Estimates range from 10.9 \(\pm\) 0.75 (boot) to 11.8 \(\pm\) 3.39 (chao). So we can be fairly confident there are between 10 and 15 (\(11.8 + 3.39 = 15.19\)) Pokemon in the Museum.

2.7 Practical exercise

In the data folder there is another (invented) dataset using British bats called bat-communities.csv. Read in the data, manipulate it as required by vegan, then answer the following questions.

  1. Which site has the fewest species?

  2. How many different species are there in total?

  3. What is Simpson’s diversity index for Site J?

  4. Draw a species accumulation curve for the bats and estimate the total number of species. If you round up numbers with decimal places, what is the maximum number of species estimated by any metric?

References

Chao, Anne. 1987. “Estimating the Population Size for Capture-Recapture Data with Unequal Catchability.” Biometrics, 783–91.

Hill, Mark O. 1973. “Diversity and Evenness: A Unifying Notation and Its Consequences.” Ecology 54 (2): 427–32.

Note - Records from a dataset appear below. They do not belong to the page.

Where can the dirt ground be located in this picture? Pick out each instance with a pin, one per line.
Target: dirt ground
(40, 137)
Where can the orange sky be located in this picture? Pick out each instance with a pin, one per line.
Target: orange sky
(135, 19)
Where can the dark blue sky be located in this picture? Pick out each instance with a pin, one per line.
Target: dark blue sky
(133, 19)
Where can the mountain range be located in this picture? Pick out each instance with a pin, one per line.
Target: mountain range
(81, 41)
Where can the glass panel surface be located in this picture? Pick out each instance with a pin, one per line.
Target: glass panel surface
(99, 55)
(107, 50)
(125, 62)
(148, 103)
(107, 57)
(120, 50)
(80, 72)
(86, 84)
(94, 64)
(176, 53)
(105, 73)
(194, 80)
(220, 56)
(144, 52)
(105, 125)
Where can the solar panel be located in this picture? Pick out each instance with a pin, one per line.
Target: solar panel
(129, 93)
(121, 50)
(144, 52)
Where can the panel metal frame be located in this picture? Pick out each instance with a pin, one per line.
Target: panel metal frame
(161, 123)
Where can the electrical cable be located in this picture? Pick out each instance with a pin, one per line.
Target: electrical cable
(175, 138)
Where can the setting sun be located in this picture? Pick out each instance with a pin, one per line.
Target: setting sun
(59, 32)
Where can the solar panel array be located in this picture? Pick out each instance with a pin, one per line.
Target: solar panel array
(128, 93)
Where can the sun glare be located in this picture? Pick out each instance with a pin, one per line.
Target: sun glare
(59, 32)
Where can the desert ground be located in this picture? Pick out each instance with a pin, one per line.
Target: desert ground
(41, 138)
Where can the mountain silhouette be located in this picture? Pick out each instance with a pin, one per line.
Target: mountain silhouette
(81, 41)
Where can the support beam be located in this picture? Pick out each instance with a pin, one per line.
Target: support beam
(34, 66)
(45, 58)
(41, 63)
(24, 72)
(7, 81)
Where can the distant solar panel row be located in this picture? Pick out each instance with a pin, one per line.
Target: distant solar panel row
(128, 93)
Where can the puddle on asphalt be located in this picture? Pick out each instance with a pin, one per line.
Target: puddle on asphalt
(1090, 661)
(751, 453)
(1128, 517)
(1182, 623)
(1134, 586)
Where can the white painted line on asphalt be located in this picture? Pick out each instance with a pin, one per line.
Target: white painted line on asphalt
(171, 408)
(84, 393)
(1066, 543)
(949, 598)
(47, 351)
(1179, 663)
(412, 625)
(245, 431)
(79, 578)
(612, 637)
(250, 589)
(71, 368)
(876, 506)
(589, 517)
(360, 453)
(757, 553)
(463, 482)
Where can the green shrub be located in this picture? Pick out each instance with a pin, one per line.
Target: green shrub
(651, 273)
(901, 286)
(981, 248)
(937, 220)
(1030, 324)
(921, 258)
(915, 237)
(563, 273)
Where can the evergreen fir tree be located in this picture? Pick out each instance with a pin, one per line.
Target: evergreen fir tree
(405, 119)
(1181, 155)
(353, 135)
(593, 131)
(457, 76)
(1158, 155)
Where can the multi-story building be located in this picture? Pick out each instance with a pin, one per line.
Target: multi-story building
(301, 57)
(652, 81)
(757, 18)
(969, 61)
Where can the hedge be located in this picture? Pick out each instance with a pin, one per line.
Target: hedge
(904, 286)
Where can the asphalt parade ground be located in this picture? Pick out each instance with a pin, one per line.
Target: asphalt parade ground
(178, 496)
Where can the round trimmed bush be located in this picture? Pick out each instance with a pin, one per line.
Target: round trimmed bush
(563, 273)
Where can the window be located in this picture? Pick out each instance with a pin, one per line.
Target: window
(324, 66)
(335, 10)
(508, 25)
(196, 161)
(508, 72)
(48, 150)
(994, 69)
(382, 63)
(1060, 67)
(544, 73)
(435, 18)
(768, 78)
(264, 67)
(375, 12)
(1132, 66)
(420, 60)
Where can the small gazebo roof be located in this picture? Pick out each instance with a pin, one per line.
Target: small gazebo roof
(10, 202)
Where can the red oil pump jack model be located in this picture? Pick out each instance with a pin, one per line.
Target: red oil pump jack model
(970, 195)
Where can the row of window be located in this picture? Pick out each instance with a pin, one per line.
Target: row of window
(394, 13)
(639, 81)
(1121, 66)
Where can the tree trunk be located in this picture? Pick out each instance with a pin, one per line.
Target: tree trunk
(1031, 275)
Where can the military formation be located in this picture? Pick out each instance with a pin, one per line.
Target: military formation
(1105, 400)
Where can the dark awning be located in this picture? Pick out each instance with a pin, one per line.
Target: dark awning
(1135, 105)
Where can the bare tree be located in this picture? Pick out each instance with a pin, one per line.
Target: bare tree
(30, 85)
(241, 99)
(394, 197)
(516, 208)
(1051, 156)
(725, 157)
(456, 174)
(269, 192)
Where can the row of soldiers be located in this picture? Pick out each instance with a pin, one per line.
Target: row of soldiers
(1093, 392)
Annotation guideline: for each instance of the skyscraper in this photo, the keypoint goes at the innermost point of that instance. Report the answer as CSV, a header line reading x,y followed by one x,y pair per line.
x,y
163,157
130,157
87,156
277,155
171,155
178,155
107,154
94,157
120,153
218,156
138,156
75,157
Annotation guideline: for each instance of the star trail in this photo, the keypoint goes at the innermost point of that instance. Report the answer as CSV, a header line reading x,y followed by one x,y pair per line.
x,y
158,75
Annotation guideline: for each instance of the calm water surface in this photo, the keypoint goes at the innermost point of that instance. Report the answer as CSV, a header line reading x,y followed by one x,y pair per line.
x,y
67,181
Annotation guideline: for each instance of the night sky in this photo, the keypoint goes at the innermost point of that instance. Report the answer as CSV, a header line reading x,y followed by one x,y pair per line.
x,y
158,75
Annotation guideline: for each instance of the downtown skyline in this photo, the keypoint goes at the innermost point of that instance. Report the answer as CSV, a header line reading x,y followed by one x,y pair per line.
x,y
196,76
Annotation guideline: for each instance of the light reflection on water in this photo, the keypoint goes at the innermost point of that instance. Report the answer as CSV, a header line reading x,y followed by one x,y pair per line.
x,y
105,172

Koleff, Patricia, Kevin J Gaston, and Jack J Lennon. 2003. “Measuring Beta Diversity for Presence–Absence Data.” Journal of Animal Ecology 72 (3): 367–82.

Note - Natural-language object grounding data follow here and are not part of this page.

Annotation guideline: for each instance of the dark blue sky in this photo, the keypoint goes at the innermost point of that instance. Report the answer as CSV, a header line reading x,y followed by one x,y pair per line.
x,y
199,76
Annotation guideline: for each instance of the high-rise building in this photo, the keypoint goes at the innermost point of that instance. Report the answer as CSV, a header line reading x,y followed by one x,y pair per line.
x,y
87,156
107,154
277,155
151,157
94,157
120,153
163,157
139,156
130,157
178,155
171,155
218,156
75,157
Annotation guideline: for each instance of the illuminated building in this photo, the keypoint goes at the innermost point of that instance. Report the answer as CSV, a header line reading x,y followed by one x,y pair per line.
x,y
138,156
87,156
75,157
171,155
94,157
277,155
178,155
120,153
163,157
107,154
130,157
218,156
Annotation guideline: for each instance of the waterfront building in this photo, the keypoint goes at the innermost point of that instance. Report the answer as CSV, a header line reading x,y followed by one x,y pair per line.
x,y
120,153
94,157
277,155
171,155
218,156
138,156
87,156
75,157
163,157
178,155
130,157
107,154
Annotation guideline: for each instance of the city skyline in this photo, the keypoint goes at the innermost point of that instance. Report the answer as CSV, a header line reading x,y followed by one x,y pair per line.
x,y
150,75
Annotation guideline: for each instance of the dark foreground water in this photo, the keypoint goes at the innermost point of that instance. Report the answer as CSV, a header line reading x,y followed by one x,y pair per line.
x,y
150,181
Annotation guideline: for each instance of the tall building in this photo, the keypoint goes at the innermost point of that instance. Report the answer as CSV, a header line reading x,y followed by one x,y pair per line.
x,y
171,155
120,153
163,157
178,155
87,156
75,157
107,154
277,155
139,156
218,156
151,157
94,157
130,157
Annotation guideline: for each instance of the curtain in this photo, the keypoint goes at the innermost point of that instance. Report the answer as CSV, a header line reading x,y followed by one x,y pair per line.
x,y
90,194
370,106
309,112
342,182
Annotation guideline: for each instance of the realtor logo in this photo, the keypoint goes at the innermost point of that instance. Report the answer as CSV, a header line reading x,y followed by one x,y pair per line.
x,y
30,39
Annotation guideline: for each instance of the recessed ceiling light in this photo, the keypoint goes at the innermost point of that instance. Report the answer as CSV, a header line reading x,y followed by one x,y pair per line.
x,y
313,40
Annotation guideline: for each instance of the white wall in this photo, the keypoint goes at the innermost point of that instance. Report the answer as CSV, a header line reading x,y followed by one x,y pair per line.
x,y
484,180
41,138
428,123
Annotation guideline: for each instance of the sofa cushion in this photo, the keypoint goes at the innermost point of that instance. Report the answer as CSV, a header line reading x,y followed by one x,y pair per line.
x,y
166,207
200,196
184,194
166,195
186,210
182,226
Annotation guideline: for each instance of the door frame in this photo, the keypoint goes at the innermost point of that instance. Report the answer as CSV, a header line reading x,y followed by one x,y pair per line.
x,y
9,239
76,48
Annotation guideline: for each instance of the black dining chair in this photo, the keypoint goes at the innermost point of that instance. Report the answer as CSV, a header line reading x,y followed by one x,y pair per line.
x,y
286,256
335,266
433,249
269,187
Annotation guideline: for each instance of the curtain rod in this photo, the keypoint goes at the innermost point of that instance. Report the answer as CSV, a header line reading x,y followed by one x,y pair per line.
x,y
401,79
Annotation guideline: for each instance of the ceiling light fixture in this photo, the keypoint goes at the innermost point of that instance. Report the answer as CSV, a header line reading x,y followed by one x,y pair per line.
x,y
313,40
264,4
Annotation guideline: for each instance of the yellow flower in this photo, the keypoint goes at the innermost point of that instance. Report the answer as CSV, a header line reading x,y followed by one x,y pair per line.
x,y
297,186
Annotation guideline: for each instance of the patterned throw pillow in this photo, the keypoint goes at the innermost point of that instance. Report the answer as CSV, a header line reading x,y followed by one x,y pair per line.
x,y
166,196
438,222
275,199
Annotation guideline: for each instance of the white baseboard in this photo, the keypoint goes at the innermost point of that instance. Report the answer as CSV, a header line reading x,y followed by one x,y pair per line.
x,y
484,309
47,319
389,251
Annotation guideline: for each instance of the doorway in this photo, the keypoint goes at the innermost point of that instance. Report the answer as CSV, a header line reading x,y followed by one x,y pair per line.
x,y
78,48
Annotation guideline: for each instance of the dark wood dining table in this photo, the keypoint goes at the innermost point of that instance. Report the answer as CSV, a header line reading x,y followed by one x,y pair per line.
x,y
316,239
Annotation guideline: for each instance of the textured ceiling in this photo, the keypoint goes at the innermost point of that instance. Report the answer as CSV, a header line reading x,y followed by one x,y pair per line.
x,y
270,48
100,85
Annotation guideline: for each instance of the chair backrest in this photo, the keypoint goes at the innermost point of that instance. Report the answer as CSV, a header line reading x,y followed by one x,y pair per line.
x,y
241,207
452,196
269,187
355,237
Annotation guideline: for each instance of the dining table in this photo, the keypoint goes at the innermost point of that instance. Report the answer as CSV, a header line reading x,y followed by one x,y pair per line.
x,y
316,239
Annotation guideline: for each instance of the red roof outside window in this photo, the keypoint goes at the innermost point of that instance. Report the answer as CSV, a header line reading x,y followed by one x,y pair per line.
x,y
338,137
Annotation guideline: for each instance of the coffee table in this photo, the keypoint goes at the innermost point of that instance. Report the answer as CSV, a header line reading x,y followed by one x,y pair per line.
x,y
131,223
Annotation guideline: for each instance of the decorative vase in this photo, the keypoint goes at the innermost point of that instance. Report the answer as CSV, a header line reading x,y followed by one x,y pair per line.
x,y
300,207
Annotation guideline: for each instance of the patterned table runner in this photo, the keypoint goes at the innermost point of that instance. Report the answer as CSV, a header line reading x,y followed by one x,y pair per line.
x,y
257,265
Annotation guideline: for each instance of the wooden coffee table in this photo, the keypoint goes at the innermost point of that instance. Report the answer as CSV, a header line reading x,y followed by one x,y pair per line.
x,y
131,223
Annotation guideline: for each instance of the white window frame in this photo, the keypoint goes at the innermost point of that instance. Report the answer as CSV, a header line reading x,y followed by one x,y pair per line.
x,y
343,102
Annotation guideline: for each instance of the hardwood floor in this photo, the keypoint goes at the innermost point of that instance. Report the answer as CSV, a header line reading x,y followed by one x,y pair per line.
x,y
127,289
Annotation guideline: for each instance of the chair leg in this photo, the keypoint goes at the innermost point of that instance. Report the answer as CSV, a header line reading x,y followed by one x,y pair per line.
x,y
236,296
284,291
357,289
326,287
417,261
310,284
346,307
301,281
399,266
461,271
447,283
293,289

Whittaker, Robert H. 1972. “Evolution and Measurement of Species Diversity.” Taxon 21 (2-3): 213–51.

Whittaker, Robert Harding. 1960. “Vegetation of the Siskiyou Mountains, Oregon and California.” Ecological Monographs 30 (3): 279–338.

Chapter 2 Diversity Indices in R | Practical exercises for Methods in Macroecology and Macroevolution module (2024)
Top Articles
Latest Posts
Article information

Author: Rubie Ullrich

Last Updated:

Views: 6249

Rating: 4.1 / 5 (72 voted)

Reviews: 95% of readers found this page helpful

Author information

Name: Rubie Ullrich

Birthday: 1998-02-02

Address: 743 Stoltenberg Center, Genovevaville, NJ 59925-3119

Phone: +2202978377583

Job: Administration Engineer

Hobby: Surfing, Sailing, Listening to music, Web surfing, Kitesurfing, Geocaching, Backpacking

Introduction: My name is Rubie Ullrich, I am a enthusiastic, perfect, tender, vivacious, talented, famous, delightful person who loves writing and wants to share my knowledge and understanding with you.